Name: Network Security Services (NSS)
URL: http://www.mozilla.org/projects/security/pki/nss/
Version: 3.14
Security Critical: Yes
License: MPL 2
License FILE: NOT_SHIPPED

This directory includes a copy of NSS's libssl from the CVS repo at:
  :pserver:anonymous@cvs-mirror.mozilla.org:/cvsroot

The same module appears in crypto/third_party/nss (and third_party/nss on some
platforms), so we don't repeat the license file here.

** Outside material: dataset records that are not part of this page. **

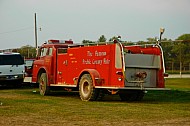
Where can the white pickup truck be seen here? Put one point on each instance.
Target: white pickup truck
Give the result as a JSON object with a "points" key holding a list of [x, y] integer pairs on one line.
{"points": [[11, 69]]}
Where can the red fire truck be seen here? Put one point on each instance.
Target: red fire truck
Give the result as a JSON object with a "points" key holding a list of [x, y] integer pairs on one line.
{"points": [[94, 70]]}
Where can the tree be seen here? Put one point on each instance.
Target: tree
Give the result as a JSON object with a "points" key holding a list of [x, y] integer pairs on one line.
{"points": [[102, 39], [27, 51]]}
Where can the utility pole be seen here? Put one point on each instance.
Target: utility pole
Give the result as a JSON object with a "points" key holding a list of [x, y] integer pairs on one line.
{"points": [[35, 31]]}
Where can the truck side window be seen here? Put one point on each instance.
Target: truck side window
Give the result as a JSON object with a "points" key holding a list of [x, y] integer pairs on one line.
{"points": [[50, 50], [43, 51], [62, 50]]}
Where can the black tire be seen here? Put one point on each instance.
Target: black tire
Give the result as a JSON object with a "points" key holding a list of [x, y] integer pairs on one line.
{"points": [[43, 85], [136, 95], [86, 90], [100, 94]]}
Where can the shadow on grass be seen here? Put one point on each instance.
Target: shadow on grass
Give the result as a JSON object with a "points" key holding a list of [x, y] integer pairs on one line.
{"points": [[173, 96]]}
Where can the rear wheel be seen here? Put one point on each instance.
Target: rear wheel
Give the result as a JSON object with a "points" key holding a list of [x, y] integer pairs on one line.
{"points": [[86, 90], [43, 85]]}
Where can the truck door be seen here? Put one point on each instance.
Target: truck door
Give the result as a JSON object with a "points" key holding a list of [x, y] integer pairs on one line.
{"points": [[62, 63]]}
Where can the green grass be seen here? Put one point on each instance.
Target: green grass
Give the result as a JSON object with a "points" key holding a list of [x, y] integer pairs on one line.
{"points": [[178, 84], [25, 107]]}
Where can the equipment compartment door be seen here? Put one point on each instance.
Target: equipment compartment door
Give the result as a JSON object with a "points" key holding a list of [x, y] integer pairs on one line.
{"points": [[62, 63]]}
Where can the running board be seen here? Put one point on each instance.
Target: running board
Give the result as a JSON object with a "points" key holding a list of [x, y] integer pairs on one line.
{"points": [[63, 85]]}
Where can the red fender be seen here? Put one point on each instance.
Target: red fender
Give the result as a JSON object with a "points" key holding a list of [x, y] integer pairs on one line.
{"points": [[94, 75]]}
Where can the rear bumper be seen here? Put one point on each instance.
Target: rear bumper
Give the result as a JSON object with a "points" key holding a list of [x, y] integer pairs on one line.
{"points": [[131, 88]]}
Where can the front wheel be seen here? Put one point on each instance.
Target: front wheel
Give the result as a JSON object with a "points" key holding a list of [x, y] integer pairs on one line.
{"points": [[86, 90], [43, 85]]}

The snapshot was updated to the CVS tag: NSS_3_14_RTM

Patches:

  * Commenting out a couple of functions because they need NSS symbols
    which may not exist in the system NSS library.
    patches/versionskew.patch

  * Send empty renegotiation info extension instead of SCSV unless TLS is
    disabled.
    patches/renegoscsv.patch
    https://bugzilla.mozilla.org/show_bug.cgi?id=549042

  * Cache the peer's intermediate CA certificates in session ID, so that
    they're available when we resume a session.
    patches/cachecerts.patch
    https://bugzilla.mozilla.org/show_bug.cgi?id=731478

  * Add the SSL_PeerCertificateChain function
    patches/peercertchain.patch
    https://bugzilla.mozilla.org/show_bug.cgi?id=731485

  * Add OCSP stapling support
    patches/ocspstapling.patch
    https://bugzilla.mozilla.org/show_bug.cgi?id=360420

  * Add support for client auth with native crypto APIs on Mac and Windows
    patches/clientauth.patch
    ssl/sslplatf.c

  * Add a function to export whether the last handshake on a socket resumed a
    previous session.
    patches/didhandshakeresume.patch
    https://bugzilla.mozilla.org/show_bug.cgi?id=731798

  * Add a function to restart a handshake after a client certificate request.
    patches/restartclientauth.patch

  * Allow SSL_HandshakeNegotiatedExtension to be called before the handshake
    is finished.
    https://bugzilla.mozilla.org/show_bug.cgi?id=681839
    patches/negotiatedextension.patch

  * Add function to retrieve TLS client cert types requested by server.
    https://bugzilla.mozilla.org/show_bug.cgi?id=51413
    patches/getrequestedclientcerttypes.patch

  * Enable False Start only when the server supports forward secrecy.
    patches/falsestartnpn.patch
    https://bugzilla.mozilla.org/show_bug.cgi?id=810582
    https://bugzilla.mozilla.org/show_bug.cgi?id=810583

  * Add support for TLS Channel IDs
    patches/channelid.patch

  * Add support for extracting the tls-unique channel binding value
    patches/tlsunique.patch
    https://bugzilla.mozilla.org/show_bug.cgi?id=563276

  * Don't crash when the SSL keylog file cannot be opened.
    patches/sslkeylogerror.patch
    https://bugzilla.mozilla.org/show_bug.cgi?id=810579

  * Define the EC_POINT_FORM_UNCOMPRESSED macro. In NSS 3.13.2 the macro
    definition was moved from the internal header ec.h to blapit.h. When
    compiling against older system NSS headers, we need to define the macro.
    patches/ecpointform.patch

  * SSL_ExportKeyingMaterial should get the RecvBufLock and SSL3HandshakeLock.
    This change was made in https://chromiumcodereview.appspot.com/10454066.
    patches/secretexporterlocks.patch

Apply the patches to NSS by running the patches/applypatches.sh script.  Read
the comments at the top of patches/applypatches.sh for instructions.

The ssl/bodge directory contains files taken from the NSS repo that we required
for building libssl outside of its usual build environment.